Can ChatGPT Help Stop Deepfakes? Study Explores AI’s Potential in Detecting Fake Images

A groundbreaking study by the University at Buffalo has revealed that large language models such as ChatGPT can play a significant role in identifying deepfake images. While not yet as accurate as current detection algorithms, these models offer unique advantages, including explaining their findings in plain language. This development opens new possibilities for enhancing media forensics and combating misinformation.

In a world increasingly dominated by artificial intelligence, both in the form of text and images, the anxiety over the spread of deepfakes is substantial. However, a new study led by a research team from the University at Buffalo offers a promising avenue for turning AI against itself. This pioneering work explored whether text-generating models like ChatGPT could identify AI-generated images, known as deepfakes.

Presented at the IEEE/CVF Conference on Computer Vision & Pattern Recognition, the study found that while ChatGPT and similar large language models (LLMs) did not outperform the latest deepfake detection algorithms, their natural language processing capabilities provided a meaningful advantage.

“What sets LLMs apart from existing detection methods is the ability to explain their findings in a way that’s comprehensible to humans, like identifying an incorrect shadow or a mismatched pair of earrings,” Siwei Lyu, the study’s lead author and SUNY Empire Innovation Professor in the Department of Computer Science and Engineering within the UB School of Engineering and Applied Sciences, said in a news release. “LLMs were not designed or trained for deepfake detection, but their semantic knowledge makes them well suited for it, so we expect to see more efforts toward this application.”

The research, conducted in collaboration with the University at Albany and the Chinese University of Hong Kong, Shenzhen and supported by the National Science Foundation, underscores the critical importance of understanding how language models process images. These LLMs, trained on an extensive body of text, now also utilize large databases of captioned photos to discern the relationship between words and visuals.

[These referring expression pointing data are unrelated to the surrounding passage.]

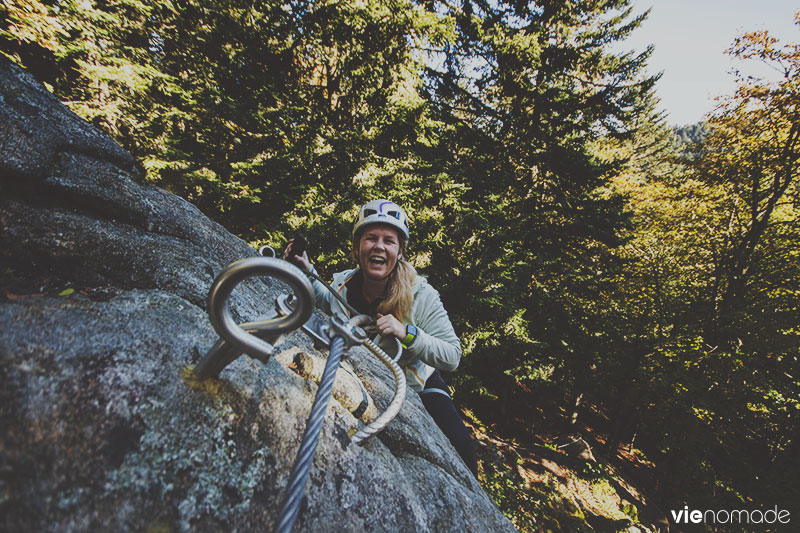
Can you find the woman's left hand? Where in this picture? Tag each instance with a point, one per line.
(389, 325)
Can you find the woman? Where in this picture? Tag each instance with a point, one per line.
(384, 285)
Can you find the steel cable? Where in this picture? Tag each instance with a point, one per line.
(397, 401)
(308, 446)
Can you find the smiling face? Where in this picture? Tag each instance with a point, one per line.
(377, 251)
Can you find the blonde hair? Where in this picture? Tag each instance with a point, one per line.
(400, 285)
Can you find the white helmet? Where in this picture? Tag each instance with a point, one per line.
(381, 212)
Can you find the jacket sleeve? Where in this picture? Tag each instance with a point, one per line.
(436, 344)
(321, 294)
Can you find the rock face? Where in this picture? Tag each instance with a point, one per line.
(103, 426)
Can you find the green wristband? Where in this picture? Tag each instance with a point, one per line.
(411, 334)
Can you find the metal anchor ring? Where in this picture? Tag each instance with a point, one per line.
(249, 337)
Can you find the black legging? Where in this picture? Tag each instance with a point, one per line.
(440, 406)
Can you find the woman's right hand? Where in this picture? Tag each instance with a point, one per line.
(299, 260)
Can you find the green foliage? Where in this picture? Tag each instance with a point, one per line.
(578, 243)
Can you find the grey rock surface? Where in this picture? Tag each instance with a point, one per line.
(104, 426)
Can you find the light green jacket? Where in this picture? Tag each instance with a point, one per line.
(436, 345)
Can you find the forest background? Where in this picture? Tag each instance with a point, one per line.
(595, 265)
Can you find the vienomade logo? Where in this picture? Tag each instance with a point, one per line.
(739, 516)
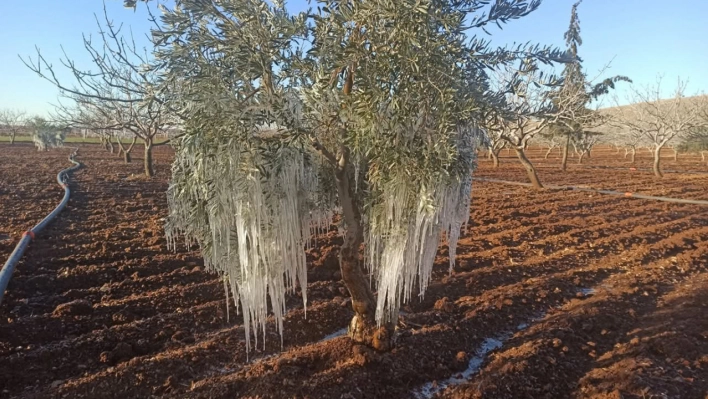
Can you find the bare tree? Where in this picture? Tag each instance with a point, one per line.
(583, 142)
(659, 120)
(528, 112)
(13, 120)
(122, 90)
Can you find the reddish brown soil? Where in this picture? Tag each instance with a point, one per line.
(99, 308)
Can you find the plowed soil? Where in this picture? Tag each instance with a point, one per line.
(586, 295)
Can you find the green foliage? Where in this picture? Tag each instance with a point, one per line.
(379, 96)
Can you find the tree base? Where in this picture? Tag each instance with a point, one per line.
(364, 331)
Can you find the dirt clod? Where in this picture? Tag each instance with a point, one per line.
(78, 307)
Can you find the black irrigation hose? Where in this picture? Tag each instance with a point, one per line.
(608, 192)
(16, 255)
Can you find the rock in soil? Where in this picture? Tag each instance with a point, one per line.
(79, 307)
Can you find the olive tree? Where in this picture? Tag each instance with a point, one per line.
(367, 109)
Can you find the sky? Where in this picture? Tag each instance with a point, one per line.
(641, 39)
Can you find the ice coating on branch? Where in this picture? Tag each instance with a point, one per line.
(259, 213)
(253, 211)
(402, 242)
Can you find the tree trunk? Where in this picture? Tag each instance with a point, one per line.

“Humans do this as well. Whether it be a stop sign or a viral meme, we constantly assign a semantic description to images,” Shan Jai, the study’s first author and assistant lab director in the UB Media Forensic Lab, said in the news release. “In this way, images become their own language.”

The experiment tasked GPT-4 with vision (GPT-4V) and Google’s Gemini 1.0 with distinguishing between real faces and AI-generated faces by spotting manipulations and synthetic artifacts. Despite lower accuracy compared to state-of-the-art detection models, ChatGPT achieved roughly 79.5% accuracy in identifying synthetic artifacts in images generated by latent diffusion and 77.2% in those created by StyleGAN.

“This is comparable to earlier deepfake detection methods, so with proper prompt guidance, ChatGPT can do a fairly decent job at detecting AI-generated images,” added Lyu, who also co-directs UB’s Center for Information Integrity.

A crucial advantage of ChatGPT is its ability to articulate its decision-making process in plain language. For example, when provided an AI-generated photo of a man with glasses, the model accurately noted, “the hair on the left side of the image slightly blurs” and “the transition between the person and the background is a bit abrupt and lacks depth.” This transparency makes LLMs more user-friendly.

Credit: University at Buffalo

However, ChatGPT’s performance remains below that of the leading deepfake detection algorithms, which boast accuracy rates in the mid-to-high 90s. LLMs like ChatGPT struggle to identify signal-level statistical differences often used by detection algorithms to spot AI-generated images.

“ChatGPT focused only on semantic-level abnormalities,” said Lyu. “In this way, the semantic intuitiveness of the ChatGPT’s results may actually be a double-edged sword for deepfake detection.”

Moreover, not all LLMs match ChatGPT’s effectiveness. While Gemini performed similarly in detecting synthetic artifacts, its supporting evidence was often nonsensical. Additionally, LLMs sometimes refuse to analyze images directly, stating, “Sorry, I can’t assist with that request,” when confidence levels are low.

“The model is programmed not to answer when it doesn’t reach a certain confidence level,” Lyu added. “We know that ChatGPT has information relevant to deepfake detection, but, again, a human operator is needed to excite that part of its knowledge base.”

This study indicates a potential future where fine-tuned LLMs could become a vital tool in media forensics, highlighting the continuous evolution and innovation within AI research.